Chicken breasts stuffed with basil and sundried tomato cream, served with mushroom risotto

I just gotta start off by saying that if you are trying to impress a date (a date that likes food, that is) on a Saturday night, then cook this! I guarantee she or he will love it! And it takes just enough time to show you care… 🙂

I have two sisters. I am the oldest, and I have always loved to cook. Maria is seven years younger than me and she claims that she also would love to cook, had it not been for me. You see, I cooked and I made her do all the boring stuff like doing the dishes. Ingrid is fourteen years younger than me, and I had moved out by the time she was old enough to cook (and do dishes), so she still enjoys to cook. This dinner was cooked together with Ingrid and she got to decide what to cook (oh, and yup! I made her do dishes!). I think Maria is slowly, but surely recovering from Karen´s kitchen, though…

Let´s get to our task at hand, shall we?

We cooked this for 6 people, and we had just the right amount of leftovers!

Chicken breasts stuffed with basil and sundried tomato cream:

  • 8 chicken breasts
  • 16 strips of bacon
  • 1 pack of Philadelphia cream cheese (about 7 oz)
  • A small jar of sundried tomatoes, and a little bit of the oil
  • 1 small clove of garlic
  • 2-3 handfuls of fresh basil
  • 1 TS of shredded parmesan
  • A few stalkes of chives


  • 8 kylling fileter
  • 16 strimler bacon
  • 1 pakke Philadelphia ost, naturell (200 g)
  • 1 lite glass soltørkede tomater, og litt av oljen
  • 1 lite fedd hvitløk
  • 2-3 håndfuller med fersk basilikum
  • 1 ss riflet parmesan
  • Litt gressløk

Put the chicken breasts between some plastic wrap and use a pot or something to press the breasts a little flatter.
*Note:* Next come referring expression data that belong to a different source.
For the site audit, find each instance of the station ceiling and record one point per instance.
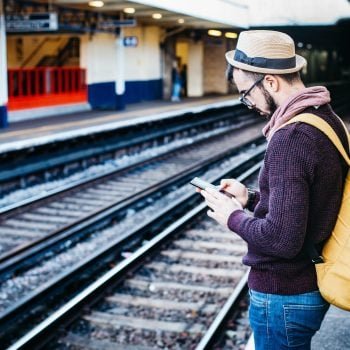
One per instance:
(143, 14)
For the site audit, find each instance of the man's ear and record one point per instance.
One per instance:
(271, 83)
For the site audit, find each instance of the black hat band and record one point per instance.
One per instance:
(261, 62)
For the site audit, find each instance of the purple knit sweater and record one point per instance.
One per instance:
(301, 184)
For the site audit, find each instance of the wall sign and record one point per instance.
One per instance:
(34, 22)
(131, 41)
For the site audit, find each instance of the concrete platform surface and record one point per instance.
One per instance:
(57, 128)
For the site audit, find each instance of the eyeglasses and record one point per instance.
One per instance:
(243, 98)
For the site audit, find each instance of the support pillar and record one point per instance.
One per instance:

Combine all the other ingredients (minus the bacon…) in a blender and blend until smooth and creamy. Taste it and add anything if needed! Spread the cream onto the chicken, a good line down the middle of the breast. Rolled the chicken and try to not squeeze any of the cream out of it. This part can get a little messy, but we´re troopers!

Wrap two strips of bacon around each breast and secure with some string. Place the chicken in a pan and put it in the oven at 425 degrees Fahrenheit (220 degrees Celsius).

We cooked the chicken for about 40-45 minutes, I took one of the breasts out when the bacon looked a little crispy, then cut it down the middle and lucked out: it was done!

As soon as the chicken was in the oven, we started on the risotto (click on risotto to see the recipe).


  • Asparges brought to a boil, then dipped in ice water
  • (A fresh garden salad would also be great as a side)


  • Forvellet asparges med havsalt
  • (En god grønn salat passer nok også veldig bra)

When the risotto and chicken is done (remember to remove the string from the chicken), get someone to pour the wine while you toss the asparges in boiling water. Let it boil for no more than two minutes, strain them and have them in a bowl of ice water for a few seconds. Put them on a plate and sprinkle a little seasalt on them.

We served this with a South African red, Oude Kaap (Cinsault and Ruby Cabernet grapes).